Le somme percepite dal pubblico dipendente a titolo di risarcimento del danno per l’illegittima apposizione del termine di durata al rapporto di lavoro non possono essere sottoposte a tassazione, tenuto conto che il danno risarcibile ai sensi dell’art. 36, comma 5, d.lgs. n. 165 del 2001 non sarebbe un danno da mancata conversione del rapporto di lavoro, ma da perdita di chance. È quanto chiarito dal Consiglio di Stato, Sez. VI, con la sentenza 28 aprile 2021, n. 3429.
La Sezione ha evidenziato che sul piano tributario, al fine di verificare l’assoggettabilità ad imposizione fiscale delle somme dovute dall’Amministrazione datrice di lavoro in favore del proprio dipendente a titolo risarcitorio, occorre avere riguardo al fatto costitutivo dell’obbligazione risarcitoria. La Corte di cassazione (sez. V, ord., 24 settembre 2019, n. 23717) ha affermato che in tema d’imposte sui redditi di lavoro dipendente, dalla lettura coordinata degli artt. 6, comma 2, e 46, d.P.R. n. 917 del 1986, si ricava che, al fine di poter negare l’assoggettabilità ad IRPEF di una erogazione economica effettuata a favore del prestatore di lavoro da parte del datore di lavoro, è necessario accertare che la stessa non trovi la sua causa nel rapporto di lavoro o che tale erogazione, in base all’interpretazione della concreta volontà manifestata dalle parti, non trovi la fonte della sua obbligatorietà nè in redditi sostituiti, nè nel risarcimento di danni consistenti nella perdita di redditi futuri, cioè successivi alla cessazione od all’interruzione del rapporto di lavoro.
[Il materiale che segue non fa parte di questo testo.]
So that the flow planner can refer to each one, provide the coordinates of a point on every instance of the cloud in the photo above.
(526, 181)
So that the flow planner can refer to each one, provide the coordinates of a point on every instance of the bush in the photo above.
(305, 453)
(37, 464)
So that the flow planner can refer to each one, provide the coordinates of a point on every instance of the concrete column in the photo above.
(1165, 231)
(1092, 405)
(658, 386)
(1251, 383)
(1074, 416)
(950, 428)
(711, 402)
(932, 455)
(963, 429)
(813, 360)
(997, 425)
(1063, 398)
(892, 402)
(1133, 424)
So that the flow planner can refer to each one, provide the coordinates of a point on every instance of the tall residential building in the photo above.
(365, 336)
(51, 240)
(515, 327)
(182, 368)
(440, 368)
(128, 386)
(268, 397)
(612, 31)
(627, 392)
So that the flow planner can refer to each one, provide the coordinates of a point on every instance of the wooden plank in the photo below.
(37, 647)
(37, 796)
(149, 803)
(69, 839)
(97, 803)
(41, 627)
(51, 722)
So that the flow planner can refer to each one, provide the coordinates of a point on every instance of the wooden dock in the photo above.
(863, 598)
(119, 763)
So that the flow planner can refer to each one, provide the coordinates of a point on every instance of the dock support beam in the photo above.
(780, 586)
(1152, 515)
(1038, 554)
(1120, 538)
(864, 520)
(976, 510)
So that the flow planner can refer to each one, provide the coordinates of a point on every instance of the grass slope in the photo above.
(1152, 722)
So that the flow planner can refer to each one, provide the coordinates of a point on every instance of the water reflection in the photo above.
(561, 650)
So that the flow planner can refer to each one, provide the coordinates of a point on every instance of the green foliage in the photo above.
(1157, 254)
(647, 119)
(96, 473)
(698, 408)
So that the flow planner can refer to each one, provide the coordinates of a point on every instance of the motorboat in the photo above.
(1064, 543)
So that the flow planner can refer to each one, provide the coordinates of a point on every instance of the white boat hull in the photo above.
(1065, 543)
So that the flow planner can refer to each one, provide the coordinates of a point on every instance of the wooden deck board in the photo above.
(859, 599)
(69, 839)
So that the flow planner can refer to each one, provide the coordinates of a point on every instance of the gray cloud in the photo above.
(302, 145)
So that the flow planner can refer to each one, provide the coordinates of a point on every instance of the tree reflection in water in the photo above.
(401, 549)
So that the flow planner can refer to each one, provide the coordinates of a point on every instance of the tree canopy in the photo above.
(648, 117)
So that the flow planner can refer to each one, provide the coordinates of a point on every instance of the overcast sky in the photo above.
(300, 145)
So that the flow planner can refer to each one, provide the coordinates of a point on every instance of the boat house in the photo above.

Con particolare riferimento all’indennità riconosciuta al lavoratore pubblico in caso di illecita reiterazione di contratti di lavoro a termine, inoltre, si è rilevato che in materia di pubblico impiego privatizzato, il danno risarcibile ai sensi dell’art. 36, comma 5, d.lgs. n. 165 del 2001 non deriva dalla mancata conversione del rapporto, legittimamente esclusa sia secondo i parametri costituzionali che per quelli Europei, bensì dalla prestazione in violazione di disposizioni imperative riguardanti l’assunzione o l’impiego di lavoratori da parte della P.A., ed è configurabile come perdita di chance di un’occupazione alternativa migliore, con onere della prova a carico del lavoratore, ai sensi dell’art. 1223 c.c. (Cass. civ., s.l., ord., 14 gennaio 2021, n. 559).
Nel regime del lavoro pubblico contrattualizzato, pertanto, in caso di abuso del ricorso al contratto di lavoro a tempo determinato da parte di una pubblica amministrazione il dipendente, che abbia subito la illegittima precarizzazione del rapporto di impiego, ha diritto, fermo restando il divieto di trasformazione del contratto a tempo determinato a tempo indeterminato posto dall’art. 36, comma 5, d.lgs. 30 marzo 2001, n. 165, al risarcimento del danno previsto dalla medesima disposizione, con esonero dell’onere probatorio, nella misura e nei limiti di cui all’art. 32, comma 5, l. 4 novembre 2010, n. 183 (oggi art. 28, l. n. 81 del 2015) e quindi nella misura pari ad un’indennità onnicomprensiva tra un minimo di 2,5 ed un massimo di 12 mensilità dell’ultima retribuzione globale di fatto, avuto riguardo ai criteri indicati nell’art. 8, l. 15 luglio 1966, n. 604 (Cass. civ., s.l., ord., 14 dicembre 2020, n. 28423). Ne deriva, pertanto, che, assumendo l’importo corrisposto al lavoratore, per effetto dell’abusiva reiterazione di contratti di lavoro a tempo determinato, natura risarcitoria da perdita di chance, come tale estranea ai rapporti di lavoro posti in essere nella legittima impossibilità di procedere alla loro conversione, gli importi riconosciuti dal Giudice del lavoro quale risarcimento del danno ex art. 36, comma 5, d.lgs. n. 165 del 2001, non sono assoggettabili a tassazione ex art. 6, comma 1, d.P.R. n. 917 del 1986 (Cass. civ., sez. VI, ord., 23 ottobre 2019, n. 27011).